Jane’s Tips and Hints:
If you wind up with some imperfections on the surface of the cake, you can always cover them with some very finely chopped nuts, powdered sugar, or toasted coconut flakes. Chocolate shaving or curls would be beautiful too. And never forget, your guests will be so impressed with the intense chocolate cake that they’ll forget all about what it looks like and only remember the incredible taste!
Kitchen Skill: Pouring Ganache
To get a satiny smooth chocolate coating on a cake make sure the cake is cool and the ganache is warm, it will flow smoothly over the cake. Set the cake on a rack set over a sided baking sheet. Starting in the center, pour the chocolate evenly, allowing it to flow across and over the cake. Use a spatula gently if needed to help it spread. Make sure all the edges have been covered.
Rich Flourless Chocolate Torte
Michael Lomonaco, 1997
Yield: 10 to 12 portions
You can use either a 10-inch or 12-inch round cake pan without a removable bottom.
1 cup granulated sugar
1-1/2 cups light corn syrup
28 oz good quality semisweet chocolate, preferably French or Belgian cut
into small pieces, divided
2 sticks (16 tablespoons) unsalted butter
10 whole eggs
1/2 cup heavy cream
Preheat the oven to 350°F. Lightly butter a 10-inch to 12-inch round solid cake pan. For added assurance that you can get the cake out of the pan easily, line the bottom with a piece of parchment paper and then butter it too.
In a heavy bottomed pot, combine the sugar and corn syrup and bring to a boil. Reduce the heat to low and cook for 5 minutes. Remove from the heat.
Melt 20 oz of the chopped chocolate in the top of a double boiler over simmering water. Stir the chocolate occasionally as it melts. Remove the pan from the heat and stir in the butter. Set aside to cool slightly.
With an electric mixer, beat the eggs at high speed until frothy. Lower the speed to medium and carefully pour the hot syrup into the beaten eggs. Add the melted chocolate and butter mixture and blend to a smooth consistency.
Pour the chocolate mixture into the prepared cake pan. Set the pan into a larger pan (such as a roasting pan) and add hot water to rise halfway up the sides of the cake pan. Place in the preheated oven and bake about 45 to 50 minutes.
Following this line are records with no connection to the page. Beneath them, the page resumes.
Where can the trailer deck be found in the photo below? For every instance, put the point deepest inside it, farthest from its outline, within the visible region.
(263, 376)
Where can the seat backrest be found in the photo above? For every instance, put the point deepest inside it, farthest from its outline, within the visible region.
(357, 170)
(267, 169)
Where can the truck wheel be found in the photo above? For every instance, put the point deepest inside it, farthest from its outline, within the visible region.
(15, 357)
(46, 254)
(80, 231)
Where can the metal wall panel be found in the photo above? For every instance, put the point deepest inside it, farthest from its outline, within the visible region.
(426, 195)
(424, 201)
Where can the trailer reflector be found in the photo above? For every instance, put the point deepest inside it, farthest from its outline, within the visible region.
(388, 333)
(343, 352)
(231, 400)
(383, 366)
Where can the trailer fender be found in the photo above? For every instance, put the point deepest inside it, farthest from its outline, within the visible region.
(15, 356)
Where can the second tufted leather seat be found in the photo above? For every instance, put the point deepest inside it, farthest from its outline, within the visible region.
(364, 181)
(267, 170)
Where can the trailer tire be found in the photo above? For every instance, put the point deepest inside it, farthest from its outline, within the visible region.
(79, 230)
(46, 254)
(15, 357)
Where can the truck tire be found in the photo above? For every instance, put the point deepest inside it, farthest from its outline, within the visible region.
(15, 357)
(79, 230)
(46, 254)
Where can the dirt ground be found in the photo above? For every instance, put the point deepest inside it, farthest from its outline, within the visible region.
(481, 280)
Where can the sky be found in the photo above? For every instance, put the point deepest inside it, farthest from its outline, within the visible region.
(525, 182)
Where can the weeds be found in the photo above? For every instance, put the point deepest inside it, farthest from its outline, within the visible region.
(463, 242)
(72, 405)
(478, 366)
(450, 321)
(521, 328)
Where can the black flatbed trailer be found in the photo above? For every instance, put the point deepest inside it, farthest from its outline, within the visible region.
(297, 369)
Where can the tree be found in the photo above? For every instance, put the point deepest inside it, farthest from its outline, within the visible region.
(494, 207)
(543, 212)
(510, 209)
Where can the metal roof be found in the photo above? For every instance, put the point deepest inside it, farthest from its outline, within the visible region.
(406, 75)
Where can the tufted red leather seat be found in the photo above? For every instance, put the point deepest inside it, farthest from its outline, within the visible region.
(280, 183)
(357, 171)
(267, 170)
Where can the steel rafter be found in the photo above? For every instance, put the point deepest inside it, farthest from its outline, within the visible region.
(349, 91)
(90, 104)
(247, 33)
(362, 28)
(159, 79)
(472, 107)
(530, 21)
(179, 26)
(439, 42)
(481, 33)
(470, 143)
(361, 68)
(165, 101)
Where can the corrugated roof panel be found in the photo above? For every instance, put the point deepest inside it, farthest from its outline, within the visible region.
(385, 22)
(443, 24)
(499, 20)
Being very careful not to scald yourself or get water into the torte, remove the pans from the oven, and remove the cake pan from the water bath. Cool the torte completely to room temperature before unmolding. Run a sharp knife around the inner circumference of the pan. Place a plate over the pan, invert, and, if necessary, tap the bottom of the pan with the knife handle to encourage the torte to release.
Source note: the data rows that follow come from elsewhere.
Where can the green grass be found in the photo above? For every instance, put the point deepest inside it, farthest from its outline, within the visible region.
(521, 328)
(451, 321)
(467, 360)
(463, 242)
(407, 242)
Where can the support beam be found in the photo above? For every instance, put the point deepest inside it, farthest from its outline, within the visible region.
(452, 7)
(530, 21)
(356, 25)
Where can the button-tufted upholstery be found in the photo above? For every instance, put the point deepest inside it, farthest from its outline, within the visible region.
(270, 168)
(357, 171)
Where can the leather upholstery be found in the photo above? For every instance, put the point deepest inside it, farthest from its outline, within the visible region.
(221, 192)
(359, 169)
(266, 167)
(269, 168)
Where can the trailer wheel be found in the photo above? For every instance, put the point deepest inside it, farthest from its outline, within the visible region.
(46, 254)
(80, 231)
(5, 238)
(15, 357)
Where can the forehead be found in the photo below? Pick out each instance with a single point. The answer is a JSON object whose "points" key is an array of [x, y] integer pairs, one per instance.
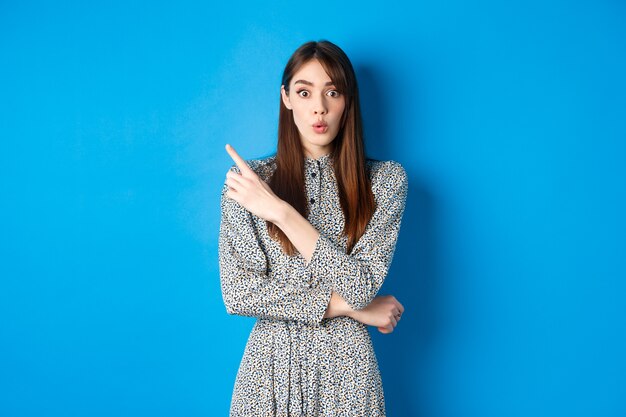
{"points": [[313, 72]]}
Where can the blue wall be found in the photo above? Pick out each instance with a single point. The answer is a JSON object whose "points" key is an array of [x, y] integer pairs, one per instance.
{"points": [[510, 118]]}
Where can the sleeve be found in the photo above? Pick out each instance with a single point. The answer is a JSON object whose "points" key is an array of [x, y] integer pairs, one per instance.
{"points": [[246, 288], [358, 276]]}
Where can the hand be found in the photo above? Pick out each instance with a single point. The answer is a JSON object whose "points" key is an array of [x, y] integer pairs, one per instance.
{"points": [[250, 191], [384, 312]]}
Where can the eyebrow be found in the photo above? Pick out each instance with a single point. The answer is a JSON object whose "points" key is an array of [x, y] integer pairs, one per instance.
{"points": [[311, 84]]}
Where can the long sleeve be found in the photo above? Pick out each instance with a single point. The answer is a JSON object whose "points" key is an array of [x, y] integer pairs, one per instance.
{"points": [[358, 276], [247, 289]]}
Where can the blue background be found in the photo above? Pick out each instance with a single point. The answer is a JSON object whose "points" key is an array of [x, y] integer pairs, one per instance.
{"points": [[510, 118]]}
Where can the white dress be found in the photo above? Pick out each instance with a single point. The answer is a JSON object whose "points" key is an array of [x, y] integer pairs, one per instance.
{"points": [[297, 363]]}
The torte should then be refrigerated for at least 3 hours before serving.
After the torte has cooled 2 hours, place the heavy cream in a thick-bottomed pot and begin to heat gently. Add the remaining 8 oz of chocolate; stir together while the chocolate begins to melt in the hot cream. Being careful not to burn, boil or scorch the chocolate, when the chocolate has melted almost entirely, remove from the heat and allow to cool for several minutes before pouring over the torte for a glossy “finish.”
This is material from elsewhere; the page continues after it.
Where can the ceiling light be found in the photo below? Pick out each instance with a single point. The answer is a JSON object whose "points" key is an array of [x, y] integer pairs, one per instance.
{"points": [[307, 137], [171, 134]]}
Place the unmolded torte on a baking rack with a cookie sheet underneath, and pour slightly cooled chocolate ganache directly onto the center of the torte in one motion so that it will flow out in one smooth sheet over the top and sides of the torte. You can gently help this along with the aid of a spatula but it is important to use still warm ganache.
Allow to dry a few moments at room temperature. Then place the torte, baking rack, and cookie sheet into the refrigerator to chill completely and set firm. If you haven’t overheated the chocolate or cream, this “ganache” will set and harden into a shiny “couverture” during the hour the torte is chilling in the refrigerator.
If pouring the ganache is too intimidating for you, you can always serve the cake as is, sprinkled with powdered sugar. Or you can spread some ganache on the plate and then top with a slice of cake. Everyone will love it just as much!